Neyse ki 2014’te bir de güzel haber aldık. Arkadaşımız Bünyamin Aygün aramıza döndü, korku dolu günler geride kaldı.
"40 yıl gibi geldi" dediği 40 gün geçirdi Bünyamin. Yine de gelir gelmez hastalıktan yeni kalkmış arkadaşı Ozan’a (Güzelce) “Sen istersen git dinlen, ben bugün çalışırım" dedi.
Her şeye rağmen yaptığın işi sevmek böyle bir şey işte.

HÜSEYiN ÇAĞLAYAN VIONNET iÇiN TASARLADI
Önce "Türk tasarımcı sayılmaz" dediler.
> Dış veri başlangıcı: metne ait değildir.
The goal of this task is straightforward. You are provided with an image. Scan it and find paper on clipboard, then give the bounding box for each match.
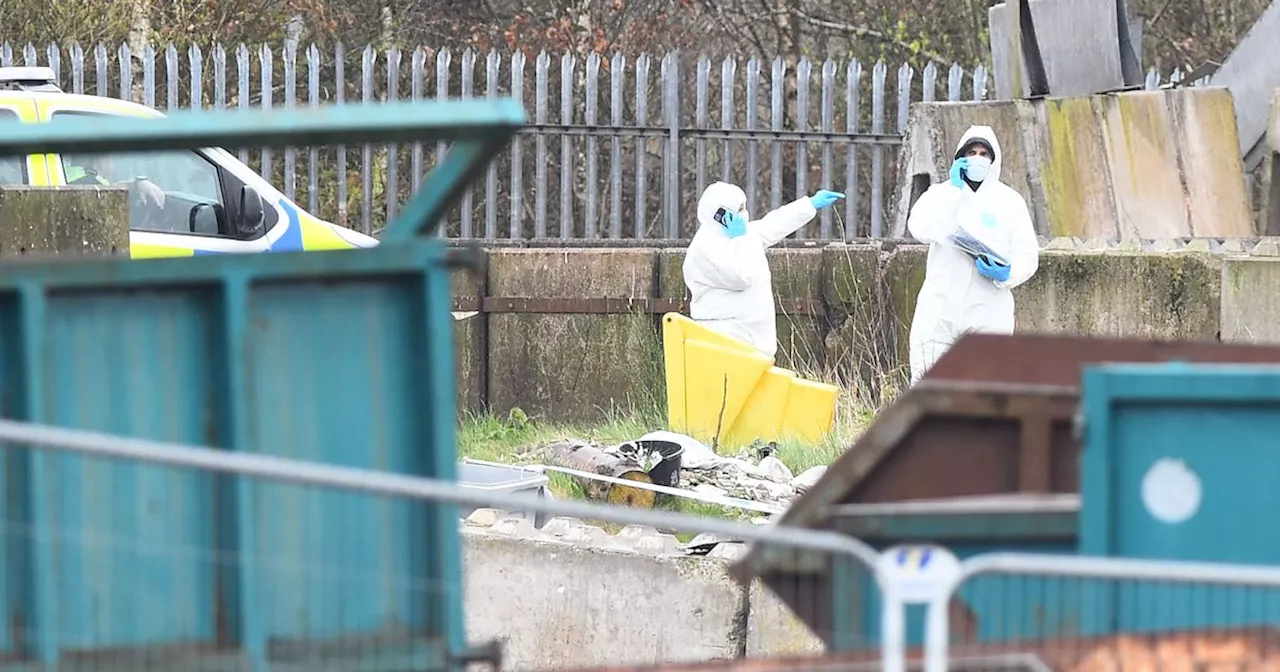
[947,228,1009,266]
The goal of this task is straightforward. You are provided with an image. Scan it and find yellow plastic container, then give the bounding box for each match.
[662,312,840,448]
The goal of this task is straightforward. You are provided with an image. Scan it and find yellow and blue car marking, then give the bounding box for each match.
[0,77,378,259]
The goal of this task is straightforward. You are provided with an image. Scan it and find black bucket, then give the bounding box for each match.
[635,439,685,488]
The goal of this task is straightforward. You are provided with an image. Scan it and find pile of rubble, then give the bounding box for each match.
[605,431,827,508]
[680,448,827,507]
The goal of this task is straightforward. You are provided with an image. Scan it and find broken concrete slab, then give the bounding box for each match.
[892,87,1254,239]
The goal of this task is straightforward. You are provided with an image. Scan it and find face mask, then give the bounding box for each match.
[964,156,991,182]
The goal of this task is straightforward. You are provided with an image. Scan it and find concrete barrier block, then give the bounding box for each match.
[657,250,689,300]
[0,187,129,256]
[746,580,827,658]
[1221,257,1280,344]
[488,250,662,422]
[1249,238,1280,257]
[1220,238,1257,255]
[892,87,1253,238]
[1014,252,1221,340]
[463,532,748,671]
[1164,87,1254,237]
[1034,97,1116,239]
[1041,236,1084,251]
[1094,91,1190,238]
[1179,238,1222,253]
[1141,238,1187,252]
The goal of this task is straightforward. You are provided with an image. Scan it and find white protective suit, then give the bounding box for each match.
[906,125,1039,384]
[684,182,818,357]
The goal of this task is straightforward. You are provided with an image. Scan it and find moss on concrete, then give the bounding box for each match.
[658,250,689,298]
[489,250,663,422]
[1221,259,1280,343]
[1015,252,1221,339]
[1041,99,1097,237]
[0,187,129,256]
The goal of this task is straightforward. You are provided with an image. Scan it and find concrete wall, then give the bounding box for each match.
[0,187,129,256]
[892,87,1256,239]
[456,238,1280,422]
[462,509,822,671]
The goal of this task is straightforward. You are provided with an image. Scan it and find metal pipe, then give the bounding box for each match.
[0,420,877,568]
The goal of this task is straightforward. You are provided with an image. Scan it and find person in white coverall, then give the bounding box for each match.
[684,182,845,357]
[906,125,1039,384]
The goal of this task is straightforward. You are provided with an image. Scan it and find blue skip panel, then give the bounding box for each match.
[1080,364,1280,634]
[0,239,465,669]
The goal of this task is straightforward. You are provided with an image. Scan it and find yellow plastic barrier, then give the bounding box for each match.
[662,312,840,448]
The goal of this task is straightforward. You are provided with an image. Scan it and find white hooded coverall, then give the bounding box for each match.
[906,125,1039,384]
[684,182,818,357]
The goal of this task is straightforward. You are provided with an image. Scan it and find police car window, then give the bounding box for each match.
[0,108,27,187]
[54,110,223,202]
[54,110,223,233]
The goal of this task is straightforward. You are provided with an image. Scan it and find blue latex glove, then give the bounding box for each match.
[809,189,845,210]
[724,212,746,238]
[973,257,1009,283]
[950,156,969,187]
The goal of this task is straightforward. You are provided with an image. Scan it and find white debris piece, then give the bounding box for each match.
[755,454,795,483]
[791,465,827,493]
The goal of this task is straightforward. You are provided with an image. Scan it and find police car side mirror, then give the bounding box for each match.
[189,204,227,236]
[234,186,266,239]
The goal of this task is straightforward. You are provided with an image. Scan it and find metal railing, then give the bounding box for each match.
[0,412,1280,672]
[924,553,1280,672]
[0,41,1180,241]
[0,420,881,669]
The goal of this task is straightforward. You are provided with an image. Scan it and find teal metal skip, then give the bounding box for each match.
[1080,362,1280,635]
[0,100,524,671]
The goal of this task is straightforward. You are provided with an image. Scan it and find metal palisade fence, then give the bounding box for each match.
[0,41,1176,241]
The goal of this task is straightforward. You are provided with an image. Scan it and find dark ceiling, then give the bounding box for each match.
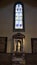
[0,0,37,8]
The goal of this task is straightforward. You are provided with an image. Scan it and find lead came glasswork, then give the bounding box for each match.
[15,4,23,29]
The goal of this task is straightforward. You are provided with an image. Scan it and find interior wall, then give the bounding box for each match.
[0,4,37,53]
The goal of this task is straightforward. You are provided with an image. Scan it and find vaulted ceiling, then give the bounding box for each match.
[0,0,37,7]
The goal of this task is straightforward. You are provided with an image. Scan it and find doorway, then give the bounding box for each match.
[13,33,25,52]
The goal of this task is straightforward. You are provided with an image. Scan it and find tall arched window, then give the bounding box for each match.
[13,2,24,31]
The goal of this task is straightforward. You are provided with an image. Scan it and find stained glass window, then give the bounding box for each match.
[15,3,23,29]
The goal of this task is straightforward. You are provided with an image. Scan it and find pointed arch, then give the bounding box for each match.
[13,2,24,31]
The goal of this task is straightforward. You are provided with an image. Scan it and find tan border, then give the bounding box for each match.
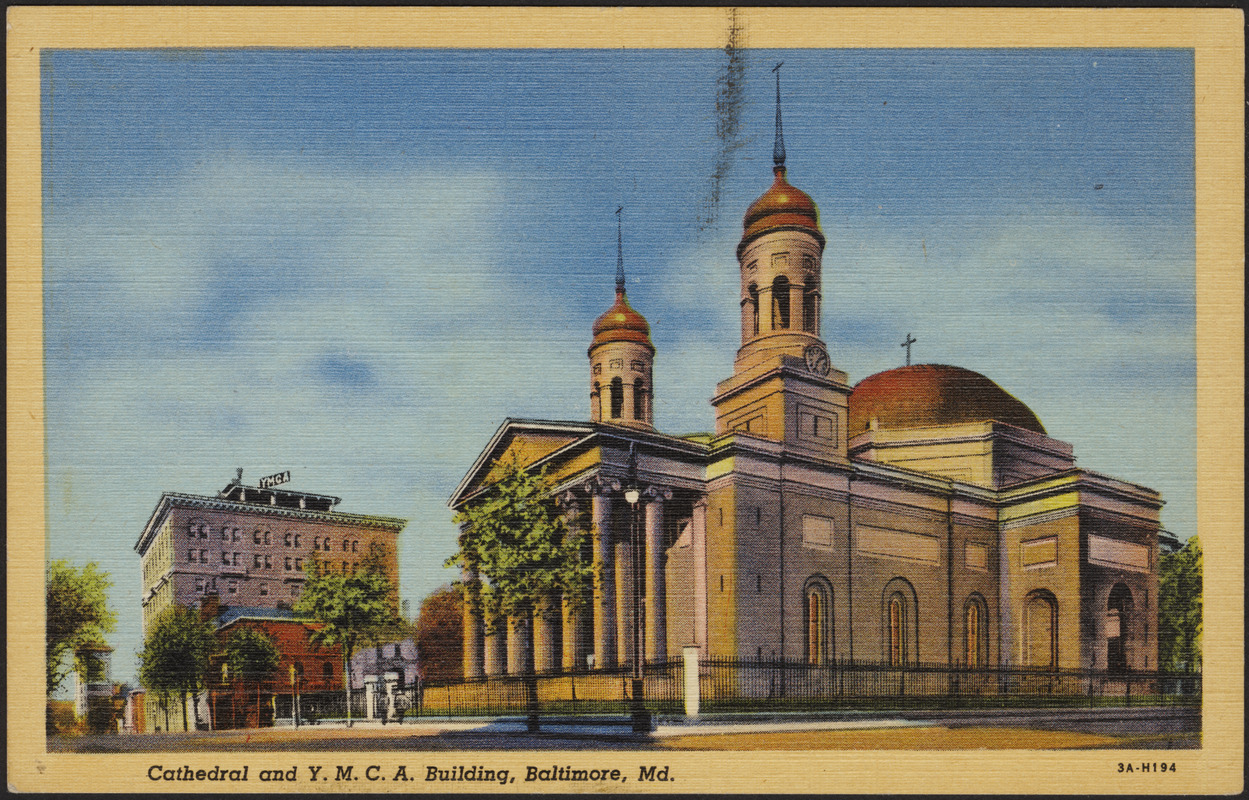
[6,7,1244,794]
Sonra “Koleksiyonları giyilebilir değil" diye eklediler.
Eylül’de Paris Moda Haftası’nda gerçekleşen Chalayan defilesiyle Hüseyin Çağlayan, onu acımasızca eleştirenleri utandırdı. Fonda Nil Burak’tan "Birisine, birisine, aşık oldum birisine"si çaldı; hemen ardından Ayten Alpman’ın "Söyle buldun mu aradığın aşkı söyle"si başladı.
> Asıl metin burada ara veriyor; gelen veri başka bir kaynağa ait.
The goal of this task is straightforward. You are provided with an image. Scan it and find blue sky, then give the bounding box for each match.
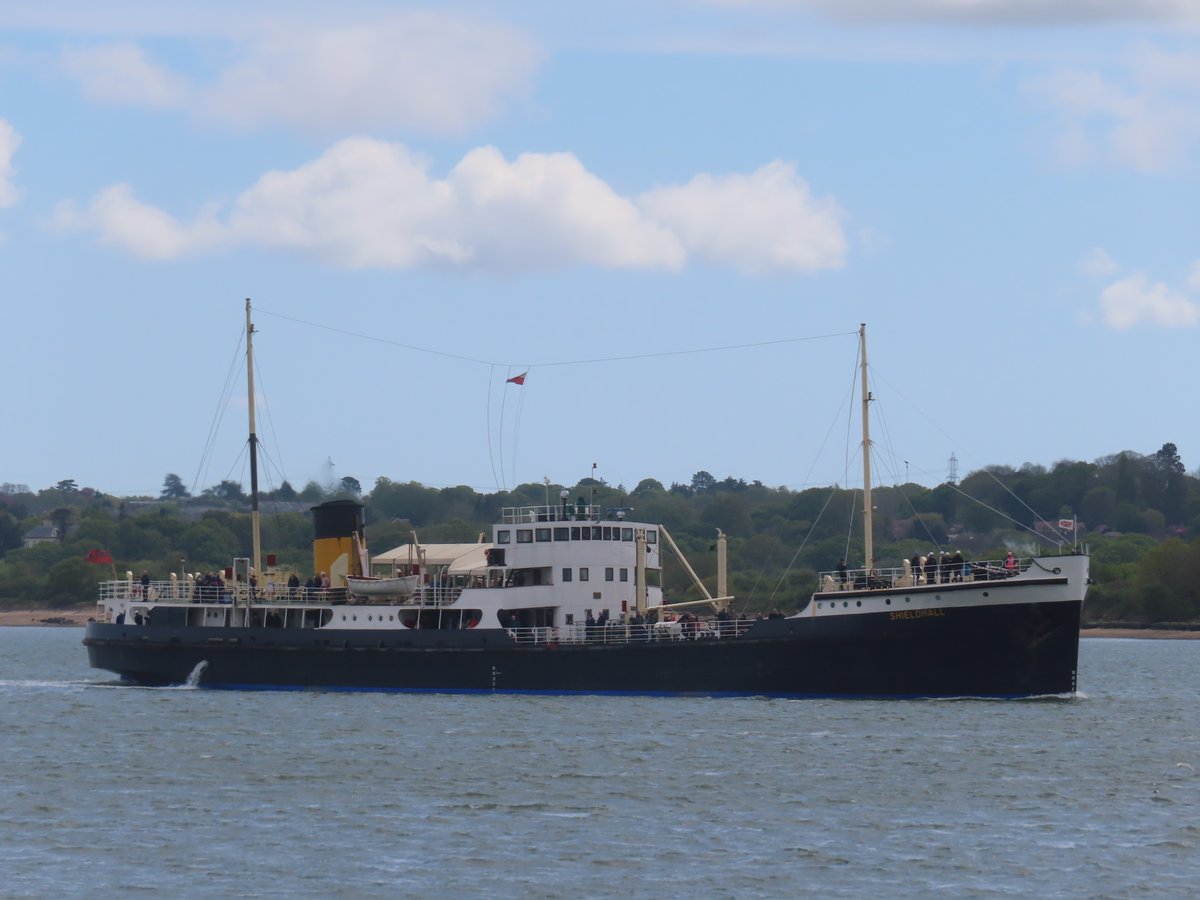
[0,0,1200,501]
Koleksiyon ilk defa bu kadar giyilebilirdi, bu sefer de ‘ticari’ diye eleştirenler oldu.
Oysa Hüseyin Çağlayan bir moda tasarımcısından çok, sanatçı kimliğiyle de tanınıyor. Ama kendisi bu ayrımı sevmiyor. Haklı, sonuçta moda da bir sanat aslında.
Hüseyin Çağlayan’ı Puma’dan sonra, şimdi de Fransız marka Vionnet keşfetti. Onun Vionnet için tasarladığı ‘demi couture’ koleksiyonu bu ay Paris Haute Couture Haftası’nda tanıtılacak.
"Couture işçiliğinde ama hazır giyim fiyatlarında olacak" diyorlar.
Heyecanla bekliyoruz.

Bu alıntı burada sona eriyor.